Podemos analisar o filme italiano Lazzaro Felice (também conhecido como Feliz Como Lárazo) através de três prismas. São eles: o religioso, o fantástico e o político.
Na estória, Lázaro é um jovem bondoso que não vê maldade nenhuma nas pessoas. Por isso, todos na fazenda de tabaco Inviolata, no interior da Itália, se aproveitam dele. Eles sempre pedem para o rapaz fazer algum serviço, que ele cumpre com satisfação. Quando Tancredi, o filho da “Marquesa”. a proprietária, desaparece, a polícia aparece para investigar. Dessa forma, descobre que ela mantém os trabalhadores no local em regime de semi-escravidão.
Décadas depois, todos os personagens envelheceram, exceto Lázaro. Na cidade grande, os trabalhadores da fazenda mendigam e trapaceiam para se sustentar. Já o herdeiro Tancredi está falido.
Religioso
Sob o ponto de vista religioso, Lázaro pode ser entendido como um santo. Afinal, ele sobrevive milagrosamente ao cair de um precipício e, ainda, desperta muitos anos depois sem ter envelhecido. Além disso, ele não se preocupa consigo mesmo. Seu objetivo é contribuir para que as outras pessoas sejam felizes. Por isso, transfere a música da igreja, contratada para um evento privado, para quem necessita. Adicionalmente, a comparação com São Francisco, na fábula contada durante o filme, bem como a devoção religiosa da marquesa, acentuam esse aspecto religioso.
Político
Em paralelo, o filme expõe também uma visão social e política. Nesse sentido, compara a situação dos proprietários e dos trabalhadores antes e depois da intervenção policial. A marquesa é justamente penalizada por escravizar seus trabalhadores. Em outras palavras, é presa e perde suas terras. Como consequência, seu filho Tancredi vive miseravelmente em seu apartamento, único bem que restou à família. Enquanto isso, os trabalhadores se abrigam em um silo abandonado. Agora, eles precisam praticar pequenos furtos e mendigar para conseguir a comida e a moradia que antes a fazenda lhes garantia. Porém, a possibilidade de voltarem ao campo para trabalharem na roça é uma solução descartada. Isso fica evidente na breve sequência onde o antigo gerente dos Tancredi agencia trabalhos autônomos a um preço extremamente baixo. Dessa forma, Lazzaro Felice questiona se a evolução nas relações trabalhistas resultou numa vida melhor para os empregados.
Fantástico
Porém, a diretora e roteirista italiana Alice Rohrwacher aposta mais na abordagem fantástica de Lazzaro Felice. Afinal, ela enfatiza esse aspecto na fábula que Antonia, uma das trabalhadoras de Inviolata, conta a seu filho. Isso acontece exatamente na metade do filme, na transição entre o passado e o futuro. A sua narração alterna imagens dela com a de Lázaro sendo descoberto por um lobo e despertando, depois da queda do penhasco. Então, espelhando esse conto, o animal selvagem reconhece a bondade em Lázaro e não o devora. Por fim, na conclusão do filme, quem ataca esse homem bom são as pessoas. E o lobo ressurge fantasticamente para sair da cidade e voltar ao campo. Afinal, no meio urbanos, há predadores piores que ele.

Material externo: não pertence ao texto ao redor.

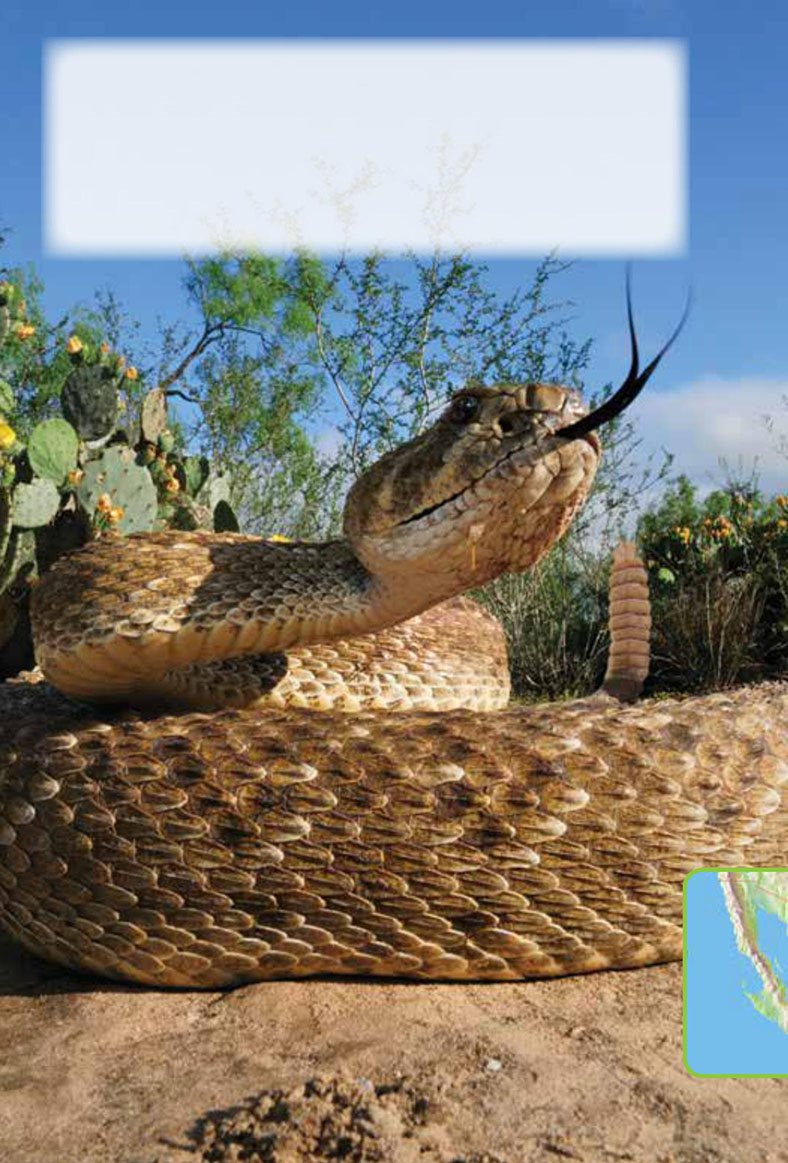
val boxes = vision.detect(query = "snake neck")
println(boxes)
[31,533,469,701]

Aliás, o filme de Alice Rohrwacher não é simplório como sua sinopse pode indicar. A diretora constrói uma primeira parte que conduz o público a acreditar que o longa se encerra ali mesmo. Em outras palavras, com o fim do desaparecimento de Trancredi e a descoberta do regime criminoso de trabalho na fazenda. Então, quando a estória arremete para a segunda parte, ela surge de forma totalmente inesperada, com uma pegada fantástica conduzida pela narração do conto franciscano. Enfim, isentando-se de explicações limitadoras, Alice Rohrwacher abre a possibilidade de várias leituras fílmicas. Dessa forma, enriquece a sua obra.

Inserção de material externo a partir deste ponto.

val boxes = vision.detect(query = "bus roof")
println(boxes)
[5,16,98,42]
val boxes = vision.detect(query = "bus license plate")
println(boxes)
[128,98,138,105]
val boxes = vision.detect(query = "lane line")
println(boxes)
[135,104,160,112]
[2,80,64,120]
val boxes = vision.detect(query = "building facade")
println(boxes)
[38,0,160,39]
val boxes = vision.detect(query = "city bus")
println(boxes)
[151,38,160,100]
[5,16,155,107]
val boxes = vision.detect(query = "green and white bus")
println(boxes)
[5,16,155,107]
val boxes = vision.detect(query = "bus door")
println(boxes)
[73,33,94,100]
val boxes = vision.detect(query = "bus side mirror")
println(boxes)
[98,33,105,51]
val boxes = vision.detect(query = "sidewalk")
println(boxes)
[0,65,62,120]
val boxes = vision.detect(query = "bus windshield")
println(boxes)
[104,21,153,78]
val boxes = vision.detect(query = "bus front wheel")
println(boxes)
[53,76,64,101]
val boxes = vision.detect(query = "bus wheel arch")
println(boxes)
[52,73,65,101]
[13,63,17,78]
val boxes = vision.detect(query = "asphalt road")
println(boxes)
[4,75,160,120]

Cabe, ainda, salientar que o diretor Martin Scorsese é o produtor executivo de Lazzaro Felice. O que é compreensível, pois, provavelmente, suas raízes italianas e sua criação religiosa atraíram o cineasta novaiorquino a esse projeto.

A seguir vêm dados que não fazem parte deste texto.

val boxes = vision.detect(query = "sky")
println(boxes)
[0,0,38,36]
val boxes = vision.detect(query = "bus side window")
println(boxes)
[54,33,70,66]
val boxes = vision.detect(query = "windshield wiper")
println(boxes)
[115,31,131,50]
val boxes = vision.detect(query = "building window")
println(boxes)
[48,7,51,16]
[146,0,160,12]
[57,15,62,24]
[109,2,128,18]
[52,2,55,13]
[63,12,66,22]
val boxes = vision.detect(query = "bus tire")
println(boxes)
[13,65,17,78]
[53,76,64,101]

Com tudo isso, Feliz Como Lázaro ganhou o prêmio de melhor roteiro em Cannes, bem como venceu outros 18 prêmios em vários festivais.
Ficha técnica:
Feliz como Lázaro (Lazzaro Felice, 2018) Itália/Suíça/França/Alemanha. 128 min. Dir/Rot: Alice Rohrwacher. Elenco: Adriano Tardiolo, Agnese Graziani, Alba Rohrwacher, Luca Chikovani, Tommaso Ragno, Sergi López, Natalino Balasso, Carlo Tarmati, Pasqualina Scuncia, Nicoletta Braschi.